【介護】腰部脊柱管狭窄症
腰部脊柱管狭窄症は、腰椎の脊柱管が狭小化することで、馬尾神経や神経根を圧迫して発症する疾患です。
初めは腰痛から始まり、症状が重くなると主に下肢に症状が出てくるため、生活に支障ををきたすようなります。
●腰部脊柱管狭窄症とは
脊椎の特徴
①脊柱管内は、第1~2腰椎レベルで脊髄が終わる。
②そこから下位腰椎レベルでは馬尾神経となる。
③椎間板では、前方を椎間板の線維輪、後側方を椎間関節と関節包、後方を黄色靭帯で形成。
この①~③の構造上、全て退行変性をきたす構造物だといわれており、加齢に伴い最も狭窄を生じやすい部位である。
<狭窄をきたす機序>
・加齢に伴い椎間板が変性。
・腹筋、傍脊柱筋が低下し、椎間関節に負担がかかる。関節の骨性肥厚を生じる。
・線維輪にカルシウムが沈着し、椎間靭帯、黄色靭帯の肥厚を生じる。
・脊柱管の横断面積が減少する。
※腰椎4/5間が最も変性しやすいと言われている。
<脊柱管狭窄症の発症機序>
・馬尾神経が直接圧迫される。
・神経根への動脈血流が圧迫により障害され、十分な血液供給がないために神経虚血に陥る。
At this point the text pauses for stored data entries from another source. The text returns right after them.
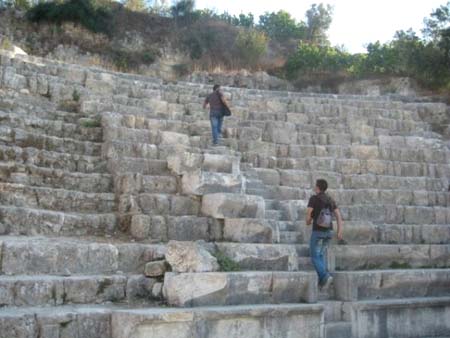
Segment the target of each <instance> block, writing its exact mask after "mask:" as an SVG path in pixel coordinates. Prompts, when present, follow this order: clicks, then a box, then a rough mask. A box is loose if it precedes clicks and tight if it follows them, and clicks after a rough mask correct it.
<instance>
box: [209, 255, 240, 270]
mask: <svg viewBox="0 0 450 338" xmlns="http://www.w3.org/2000/svg"><path fill="white" fill-rule="evenodd" d="M214 257H216V259H217V263H218V264H219V266H220V271H224V272H233V271H241V267H240V265H239V263H237V262H236V261H234V260H233V259H232V258H230V257H228V256H227V255H225V254H224V253H223V252H222V251H216V253H215V254H214Z"/></svg>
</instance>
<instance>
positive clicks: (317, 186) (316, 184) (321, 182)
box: [316, 179, 328, 192]
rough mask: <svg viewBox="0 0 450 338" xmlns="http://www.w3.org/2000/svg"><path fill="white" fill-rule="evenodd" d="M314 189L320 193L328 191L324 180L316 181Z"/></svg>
mask: <svg viewBox="0 0 450 338" xmlns="http://www.w3.org/2000/svg"><path fill="white" fill-rule="evenodd" d="M316 187H317V188H319V190H320V191H321V192H325V191H327V189H328V182H327V181H325V180H324V179H319V180H317V181H316Z"/></svg>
・圧迫により静脈血の還流障害を生じ、神経浮腫をきたすためとするもの
などがあり、これらが組み合わさって症状が現れてくると言われている。
●腰部脊柱管狭窄症の症状
①腰痛
初期症状として腰痛がみられる。
原因
・椎間板の退行変性により洞椎骨神経が刺激される。
・椎間関節の変形をきたし、脊髄神経後枝内側枝が刺激される。
椎間板には、神経組織が分布し、骨膜、靭帯、硬膜、硬膜外血管などにも豊富な神経組織が分布しています。そのため、少しでも刺激されることで腰痛が起こってしまいます。
②下肢症状
間欠性跛行
馬尾型、神経根型、混合型として分類されている。
馬尾型:脊柱管内で馬尾神経が全体的に圧迫され、両下肢に症状がみられる。
神経根型:神経根の支配領域だけ圧迫されること多いため、歩行時に症状が出る。
馬尾性間欠破行は特徴的な症状と言われており、起立または歩行を続けているうちに両足部から上行する痺れが出現、歩行の続行が不可能となる。前屈位またはしゃがみ込んで数分休憩することで痺れが収まり、再び歩行可能になる。
下肢異常感覚
下肢の冷えを感じることが多い。また、逆に足が火照っていると訴える場合もある。
これらの症状は、自律神経機能障害によるものと考えられる。
③膀胱直腸症状
頻尿や残尿、便秘症状が認められることがある。
膀胱直腸症状は、第2~4仙骨神経根障害によるもので、会陰部の灼熱感など、異常感覚を伴っていることもある。
●腰部脊柱管狭窄症の診断
①主訴・病歴の聴取
主訴と病歴からある程度予想ができると言われています。
特に現在あるい過去に力仕事に従事していないか聞いておく。
腰に負担を強いる仕事の場合、腰椎の変性も高度で、黄色靭帯が著明に肥厚していることが多いと言われている。
②神経学的検査
・下肢筋群および殿筋の萎縮がみられる。
・膝蓋腱反射:上位の影響を受けて亢進している場合や、減弱していることもある。
・アキレス腱反射:ほとんど著明に減弱あるいは消失。
・神経根型の圧迫では支配領域に軽度の知覚障害を伴っていることもある。
・ラセーグ徴候は陰性、ケンプ徴候は陽性のことがある。
・立位保持、歩行負荷試験を行い、下肢症状の度合いを確認。
※ラセーグ徴候:仰臥位の患者の下肢を伸展させたまま持ち上げようとすると、大腿後面に疼痛を訴え、それ以上足を挙上できなくなる状態を指す。
※ケンプ徴候:患者を立位(または座位)とし膝を伸展したまま、腰椎を後側屈させる。同側の下肢痛を生じた場合を陽性。
③画像所見
・腰椎X線やMRIを行う。MRIでは、ほとんどの場合画像診断が可能。
・神経症状は画像所見で得られないこともあるため、脊髄造影、造影後CTも必要と言われている。
間欠性跛行は、閉塞性動脈硬化症で起こることもあり、腰部脊柱管狭窄症でも歩行障害が出ることも認識しておく必要性がある。